Yep, union can hardly stop that with a union contract and people will do it since they are not invested.

Funny that studios did not bother avoid this easily avoidable fight but it does show you how they think if of their slave... I mean work force.

They behave like they own you lol

[-] RangerAndTheCat@lemmy.world 7 points 1 year ago

Hopefully people end up owning their likeness regardless if it’s a lengthy contract and are made to be paid fairly and compensated for streaming rights as well. I feel like we are approaching same time frame as non compete clauses becoming illegal in comparison to AI generated images/actors. They are already working to make their likeness illegal to be used for pornography. IMHO I think the actors and the writers s tricking together signifies a united front and could force change as long as the powers to be don’t bleed them out beforehand, but I’m hopeful with suck a strong backing social media wise and industry (the workers not the owners).

[-] Son_of_dad@lemmy.world 4 points 1 year ago

Eventually the cg tech will get good enough that digital people can be used cheaply without even scanning anyone

[-] foggy@lemmy.world 2 points 1 year ago

Who needs a body scan or LIDAR data? Just use an LLM to make one up

[-] Shadesto@lemmy.world -3 points 1 year ago

I don't really see a problem with this. Is it so much different from making a good 3D model?

We're talking about assets that will be used for generating massive crowds. That's already done with CGI. These scans aren't even "AI"... they're just like metahumans in Cryengine.

This guy just put the term AI on it because it freaks everyone out.

If you take the $200 for a motion and body scan and you sign your rights away, that's what you get. This isn't a change to how Hollywood already operations. Fear-mongering for nothing.

[-] grandfunk@lemmy.fmhy.ml 11 points 1 year ago

That's not what's happening here.
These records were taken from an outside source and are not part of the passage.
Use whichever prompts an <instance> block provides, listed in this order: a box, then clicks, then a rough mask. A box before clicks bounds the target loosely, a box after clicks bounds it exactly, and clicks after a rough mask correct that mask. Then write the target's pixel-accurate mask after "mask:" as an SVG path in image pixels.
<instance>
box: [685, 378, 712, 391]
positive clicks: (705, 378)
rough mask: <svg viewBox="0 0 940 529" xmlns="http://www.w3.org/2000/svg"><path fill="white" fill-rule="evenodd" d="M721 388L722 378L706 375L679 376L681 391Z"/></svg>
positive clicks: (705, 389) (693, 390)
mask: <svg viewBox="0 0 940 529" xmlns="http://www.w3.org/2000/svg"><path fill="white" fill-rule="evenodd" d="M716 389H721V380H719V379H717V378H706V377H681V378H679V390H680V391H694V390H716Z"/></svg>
These extras are being paid the same to act in the background of a shot, just like always, but the studio expects them to give up the rights to their likeness forever after so they can try to replace them.

The studio expects the extras to participate in the destruction of this job with nothing in return.

[-] HobbitFoot@thelemmy.club 5 points 1 year ago

The problem is that Hollywood could make it a requirement to work. All actors might be forced to get scanned and sign their likeness away.

[-] SpaceCowboy@lemmy.ca 6 points 1 year ago

And this is why unions are important. If it's a single desperate person, then the big corporation gets its way. But if it's a union, the corporation has to negotiate.